BERLIN (ks). Die Gesundheitsexperten von CDU und CSU haben die Vorschläge der CDU-Politiker Jens Spahn und Michael Hennrich für eine Reform der Arzneimittelpreisfindung miteinander abgestimmt und überarbeitet. In einem gemeinsamen Papier äußern sie weiterhin Bedenken gegen die Folgewirkungen von Rabattverträgen. Zugleich werden die Verträge als wichtiges Wettbewerbselement gewürdigt, das aber überarbeitet werden müsse.
Jens Spahn hatte dafür plädiert, Rabattverträge künftig vornehmlich im Rahmen besonderer Versorgungs­formen zum Einsatz kommen zu ­lassen .
Foto: Büro Jens Spahn

Bereits vor gut drei Wochen hatten Spahn und Hennrich ihre Vorschläge unterbreitet (siehe AZ 2010, Nr. 11,
S. 1)
. Nun haben sich die CDU-Politiker mit den Kollegen der CSU abgestimmt: Das jetzt vorliegende Papier ist auch vom stellvertretenden Unionsfraktionschef Johannes Singhammer und dem Vorsitzenden des CSU-Arbeitskreises Arbeit, Soziales und Gesundheit Max Straubinger unterzeichnet und von der Fraktionsspitze abgesegnet.

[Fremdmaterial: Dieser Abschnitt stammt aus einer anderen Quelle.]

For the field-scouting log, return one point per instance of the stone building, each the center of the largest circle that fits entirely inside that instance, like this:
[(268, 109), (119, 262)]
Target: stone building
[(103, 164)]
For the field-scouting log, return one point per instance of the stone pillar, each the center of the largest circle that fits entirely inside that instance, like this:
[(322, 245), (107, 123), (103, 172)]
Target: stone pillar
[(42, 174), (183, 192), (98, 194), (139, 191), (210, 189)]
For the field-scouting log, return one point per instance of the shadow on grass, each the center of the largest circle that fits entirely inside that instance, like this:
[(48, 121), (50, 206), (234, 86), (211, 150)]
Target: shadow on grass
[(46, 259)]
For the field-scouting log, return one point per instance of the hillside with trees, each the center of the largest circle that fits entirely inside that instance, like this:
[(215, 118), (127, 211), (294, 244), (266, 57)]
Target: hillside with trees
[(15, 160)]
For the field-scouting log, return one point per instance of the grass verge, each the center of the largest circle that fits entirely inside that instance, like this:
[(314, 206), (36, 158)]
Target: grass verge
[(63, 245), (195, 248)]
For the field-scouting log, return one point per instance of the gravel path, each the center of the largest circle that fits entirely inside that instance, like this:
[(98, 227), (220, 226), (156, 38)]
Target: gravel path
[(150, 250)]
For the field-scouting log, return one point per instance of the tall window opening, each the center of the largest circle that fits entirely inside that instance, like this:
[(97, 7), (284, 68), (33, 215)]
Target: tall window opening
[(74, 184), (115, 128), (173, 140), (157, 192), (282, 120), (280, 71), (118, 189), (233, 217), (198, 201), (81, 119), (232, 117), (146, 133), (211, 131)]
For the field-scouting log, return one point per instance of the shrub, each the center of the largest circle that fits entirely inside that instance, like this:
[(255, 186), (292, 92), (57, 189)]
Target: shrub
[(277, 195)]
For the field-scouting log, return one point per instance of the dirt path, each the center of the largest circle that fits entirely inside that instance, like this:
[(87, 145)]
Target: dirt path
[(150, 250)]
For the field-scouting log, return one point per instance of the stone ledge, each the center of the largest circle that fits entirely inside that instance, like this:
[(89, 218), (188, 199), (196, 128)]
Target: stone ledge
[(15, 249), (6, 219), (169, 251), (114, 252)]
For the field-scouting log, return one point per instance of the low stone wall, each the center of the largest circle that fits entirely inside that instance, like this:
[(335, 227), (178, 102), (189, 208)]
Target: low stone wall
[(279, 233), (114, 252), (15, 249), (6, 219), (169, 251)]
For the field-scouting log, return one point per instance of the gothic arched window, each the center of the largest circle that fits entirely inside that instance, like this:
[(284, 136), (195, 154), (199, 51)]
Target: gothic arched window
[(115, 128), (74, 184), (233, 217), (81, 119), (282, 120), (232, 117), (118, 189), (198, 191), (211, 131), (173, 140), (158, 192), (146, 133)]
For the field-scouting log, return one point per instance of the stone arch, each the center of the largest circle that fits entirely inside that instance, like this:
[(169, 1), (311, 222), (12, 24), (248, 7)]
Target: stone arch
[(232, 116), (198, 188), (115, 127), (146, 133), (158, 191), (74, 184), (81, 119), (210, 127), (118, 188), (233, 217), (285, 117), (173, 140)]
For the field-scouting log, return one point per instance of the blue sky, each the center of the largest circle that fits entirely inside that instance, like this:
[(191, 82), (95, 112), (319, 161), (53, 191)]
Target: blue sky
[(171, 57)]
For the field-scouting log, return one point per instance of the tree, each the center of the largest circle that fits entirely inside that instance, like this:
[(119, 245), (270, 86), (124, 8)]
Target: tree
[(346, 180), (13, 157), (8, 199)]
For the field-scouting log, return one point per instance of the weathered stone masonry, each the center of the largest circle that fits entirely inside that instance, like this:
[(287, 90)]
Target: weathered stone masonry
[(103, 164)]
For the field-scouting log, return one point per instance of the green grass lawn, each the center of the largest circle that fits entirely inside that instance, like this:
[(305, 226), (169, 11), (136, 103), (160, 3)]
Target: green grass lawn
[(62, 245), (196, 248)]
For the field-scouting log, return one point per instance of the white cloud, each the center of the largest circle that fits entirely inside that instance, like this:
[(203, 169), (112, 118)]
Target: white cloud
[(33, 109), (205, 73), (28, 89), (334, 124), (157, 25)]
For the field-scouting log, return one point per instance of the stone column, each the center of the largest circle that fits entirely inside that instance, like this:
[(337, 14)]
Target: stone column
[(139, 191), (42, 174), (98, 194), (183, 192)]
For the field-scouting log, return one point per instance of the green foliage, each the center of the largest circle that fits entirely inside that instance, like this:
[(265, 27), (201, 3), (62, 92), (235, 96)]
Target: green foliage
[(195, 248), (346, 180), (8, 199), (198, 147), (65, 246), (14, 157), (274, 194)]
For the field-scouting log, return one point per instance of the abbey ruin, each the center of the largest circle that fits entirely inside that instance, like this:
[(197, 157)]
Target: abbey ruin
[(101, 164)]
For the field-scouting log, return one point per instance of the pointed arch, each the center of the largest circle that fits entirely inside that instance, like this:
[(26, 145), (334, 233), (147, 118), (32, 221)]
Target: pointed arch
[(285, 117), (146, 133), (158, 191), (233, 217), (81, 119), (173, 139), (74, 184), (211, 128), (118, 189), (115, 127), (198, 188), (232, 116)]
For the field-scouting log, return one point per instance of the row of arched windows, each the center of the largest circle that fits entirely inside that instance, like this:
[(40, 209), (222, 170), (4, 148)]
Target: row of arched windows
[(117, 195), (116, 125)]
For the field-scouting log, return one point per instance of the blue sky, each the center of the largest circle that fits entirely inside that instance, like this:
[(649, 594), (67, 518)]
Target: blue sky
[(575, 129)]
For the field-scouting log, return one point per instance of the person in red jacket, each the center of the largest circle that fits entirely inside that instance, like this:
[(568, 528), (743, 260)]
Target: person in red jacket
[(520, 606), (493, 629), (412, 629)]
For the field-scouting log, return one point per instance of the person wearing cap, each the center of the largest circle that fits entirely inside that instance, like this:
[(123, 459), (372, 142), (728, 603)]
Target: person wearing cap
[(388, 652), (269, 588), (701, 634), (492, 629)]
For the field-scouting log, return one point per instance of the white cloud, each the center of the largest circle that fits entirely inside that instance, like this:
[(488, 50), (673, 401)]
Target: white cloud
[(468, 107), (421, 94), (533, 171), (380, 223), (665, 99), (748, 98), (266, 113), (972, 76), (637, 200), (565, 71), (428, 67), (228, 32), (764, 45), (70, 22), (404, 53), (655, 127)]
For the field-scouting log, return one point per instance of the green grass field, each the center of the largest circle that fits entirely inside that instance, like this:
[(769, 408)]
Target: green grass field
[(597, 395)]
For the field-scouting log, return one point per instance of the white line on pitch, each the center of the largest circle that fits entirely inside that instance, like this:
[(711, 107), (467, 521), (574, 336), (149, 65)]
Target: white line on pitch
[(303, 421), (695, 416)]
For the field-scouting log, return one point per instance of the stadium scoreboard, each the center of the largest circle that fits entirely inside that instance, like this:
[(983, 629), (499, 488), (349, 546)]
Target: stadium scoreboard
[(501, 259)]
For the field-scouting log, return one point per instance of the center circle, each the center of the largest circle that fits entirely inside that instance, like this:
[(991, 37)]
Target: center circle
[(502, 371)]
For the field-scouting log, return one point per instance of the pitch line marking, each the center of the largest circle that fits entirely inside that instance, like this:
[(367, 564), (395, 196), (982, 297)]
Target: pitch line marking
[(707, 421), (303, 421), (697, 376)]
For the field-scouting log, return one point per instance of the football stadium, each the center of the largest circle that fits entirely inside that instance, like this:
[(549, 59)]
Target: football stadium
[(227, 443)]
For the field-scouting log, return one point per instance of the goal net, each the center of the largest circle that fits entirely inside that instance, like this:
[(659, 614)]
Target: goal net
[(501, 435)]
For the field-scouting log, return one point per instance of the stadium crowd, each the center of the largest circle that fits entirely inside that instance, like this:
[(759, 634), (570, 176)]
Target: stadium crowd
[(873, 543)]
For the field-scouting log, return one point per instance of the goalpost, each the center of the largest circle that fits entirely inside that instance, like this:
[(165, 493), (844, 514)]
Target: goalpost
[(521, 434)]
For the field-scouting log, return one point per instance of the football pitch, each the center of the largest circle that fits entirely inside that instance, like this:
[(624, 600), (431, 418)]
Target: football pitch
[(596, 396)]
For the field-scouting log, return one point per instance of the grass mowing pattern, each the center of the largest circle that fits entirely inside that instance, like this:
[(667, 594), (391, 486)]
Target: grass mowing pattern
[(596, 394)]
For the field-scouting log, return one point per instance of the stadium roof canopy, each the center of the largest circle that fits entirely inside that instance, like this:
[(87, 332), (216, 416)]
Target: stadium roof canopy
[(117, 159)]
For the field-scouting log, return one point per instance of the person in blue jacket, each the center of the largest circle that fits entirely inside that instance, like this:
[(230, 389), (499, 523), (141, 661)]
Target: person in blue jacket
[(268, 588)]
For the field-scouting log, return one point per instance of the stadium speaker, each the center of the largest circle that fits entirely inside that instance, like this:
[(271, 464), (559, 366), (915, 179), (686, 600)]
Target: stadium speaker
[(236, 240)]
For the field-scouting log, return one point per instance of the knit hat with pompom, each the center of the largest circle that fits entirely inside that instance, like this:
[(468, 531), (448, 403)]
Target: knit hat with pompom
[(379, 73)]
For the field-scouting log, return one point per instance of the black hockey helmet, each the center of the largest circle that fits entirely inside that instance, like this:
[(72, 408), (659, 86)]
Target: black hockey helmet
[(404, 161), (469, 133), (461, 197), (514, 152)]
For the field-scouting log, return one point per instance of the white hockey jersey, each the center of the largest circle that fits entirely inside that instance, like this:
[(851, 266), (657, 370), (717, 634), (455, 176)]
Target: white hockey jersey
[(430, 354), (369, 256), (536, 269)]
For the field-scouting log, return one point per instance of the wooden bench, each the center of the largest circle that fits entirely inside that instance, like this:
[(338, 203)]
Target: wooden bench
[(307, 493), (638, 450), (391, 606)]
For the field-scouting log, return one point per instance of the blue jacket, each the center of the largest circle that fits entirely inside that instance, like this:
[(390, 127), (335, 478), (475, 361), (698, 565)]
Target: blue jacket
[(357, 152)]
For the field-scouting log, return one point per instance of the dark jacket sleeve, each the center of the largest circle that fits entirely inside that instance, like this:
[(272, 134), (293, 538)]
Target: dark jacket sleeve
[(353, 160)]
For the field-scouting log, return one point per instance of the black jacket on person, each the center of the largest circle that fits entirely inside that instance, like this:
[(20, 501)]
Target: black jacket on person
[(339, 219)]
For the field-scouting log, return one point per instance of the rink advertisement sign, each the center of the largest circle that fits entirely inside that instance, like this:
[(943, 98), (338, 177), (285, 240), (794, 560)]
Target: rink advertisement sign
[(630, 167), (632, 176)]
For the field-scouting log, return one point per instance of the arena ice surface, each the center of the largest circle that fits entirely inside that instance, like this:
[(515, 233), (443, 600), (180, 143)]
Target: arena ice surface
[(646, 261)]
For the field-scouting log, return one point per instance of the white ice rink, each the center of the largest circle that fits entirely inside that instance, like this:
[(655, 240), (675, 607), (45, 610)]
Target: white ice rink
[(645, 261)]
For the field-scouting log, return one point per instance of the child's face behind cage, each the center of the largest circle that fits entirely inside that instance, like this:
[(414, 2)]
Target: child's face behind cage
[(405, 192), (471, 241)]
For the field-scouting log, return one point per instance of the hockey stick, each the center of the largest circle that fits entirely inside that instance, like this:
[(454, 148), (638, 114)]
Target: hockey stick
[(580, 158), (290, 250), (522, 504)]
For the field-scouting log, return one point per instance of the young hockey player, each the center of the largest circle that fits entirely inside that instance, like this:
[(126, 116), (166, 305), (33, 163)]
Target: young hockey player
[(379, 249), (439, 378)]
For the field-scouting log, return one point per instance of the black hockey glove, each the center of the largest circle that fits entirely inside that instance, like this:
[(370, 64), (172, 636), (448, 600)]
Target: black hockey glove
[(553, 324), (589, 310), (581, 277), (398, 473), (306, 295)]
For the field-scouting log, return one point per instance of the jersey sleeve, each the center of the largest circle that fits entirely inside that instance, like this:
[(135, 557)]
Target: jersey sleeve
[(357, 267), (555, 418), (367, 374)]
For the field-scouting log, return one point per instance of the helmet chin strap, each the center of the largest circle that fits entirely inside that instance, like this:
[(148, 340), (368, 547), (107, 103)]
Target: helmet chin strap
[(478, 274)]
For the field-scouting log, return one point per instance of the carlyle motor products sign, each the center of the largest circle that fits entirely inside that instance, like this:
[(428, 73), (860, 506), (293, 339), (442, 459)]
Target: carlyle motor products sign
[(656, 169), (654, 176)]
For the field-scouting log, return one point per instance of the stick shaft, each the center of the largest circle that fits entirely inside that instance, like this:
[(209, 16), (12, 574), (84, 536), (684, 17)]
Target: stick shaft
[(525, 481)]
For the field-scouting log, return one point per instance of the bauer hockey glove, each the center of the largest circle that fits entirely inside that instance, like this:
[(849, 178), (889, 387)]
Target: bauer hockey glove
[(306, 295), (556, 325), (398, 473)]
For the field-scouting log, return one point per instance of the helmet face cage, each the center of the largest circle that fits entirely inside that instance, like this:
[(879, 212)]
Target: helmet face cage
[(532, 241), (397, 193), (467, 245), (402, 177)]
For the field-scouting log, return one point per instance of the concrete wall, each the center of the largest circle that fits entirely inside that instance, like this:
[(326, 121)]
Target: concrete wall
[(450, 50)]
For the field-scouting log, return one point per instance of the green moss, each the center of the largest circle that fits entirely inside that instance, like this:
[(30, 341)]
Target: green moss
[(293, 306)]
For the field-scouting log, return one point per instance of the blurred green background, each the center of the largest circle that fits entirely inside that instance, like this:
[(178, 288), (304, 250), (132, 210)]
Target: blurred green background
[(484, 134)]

Kein generelles Substitutionsgebot bei Rabattarzneien

Die ursprüngliche kritische Vorrede zum Instrument der Rabattverträge im generischen Bereich bleibt im neuen Konzept erhalten. Hingewiesen wird insbesondere auf die negativen Auswirkungen auf die Patientencompliance und die Gefahr einer Oligopolbildung in der Generikabranche. Allerdings wurden die ursprünglichen Vorschläge entschärft. Es heißt nun, es sei "notwendig, die Regelungen zu Rabattverträgen mit dem Ziel einer besseren Transparenz und Wettbewerbsgerechtigkeit zu überarbeiten". Spahn und Hennrich hatten zunächst dafür plädiert, Rabattverträge künftig vornehmlich im Rahmen besonderer Versorgungsformen wie der Integrierten Versorgung zum Einsatz kommen zu lassen – diese Passage findet sich im neuen Papier nicht mehr. Zudem sollte – um das Festbetragssystem zu stärken – das generelle Substitutionsgebot bei Rabattverträgen entfallen. Nunmehr heißt es, die Austauschpflicht der Apotheker solle entfallen, "soweit es sich um Arzneimittel handelt, die einer Festbetragsregelung unterliegen". Sparen will die Union dennoch – zusätzliche Rabatte sollen ersatzweise dafür sorgen, dass das durch die bestehenden Rabattverträge ausgeschöpfte Einsparvolumen der Versichertengemeinschaft erhalten bleibt: Per Gesetz soll dazu der Rabatt für Generika um mindestens zehn Prozent erhöht werden (von 10% auf 20% bei Generika in einer Festbetragsregelung und von 16% auf 26% bei Generika ohne Festbetragsregelung), damit einhergehen soll ein dreijähriges Preismoratorium.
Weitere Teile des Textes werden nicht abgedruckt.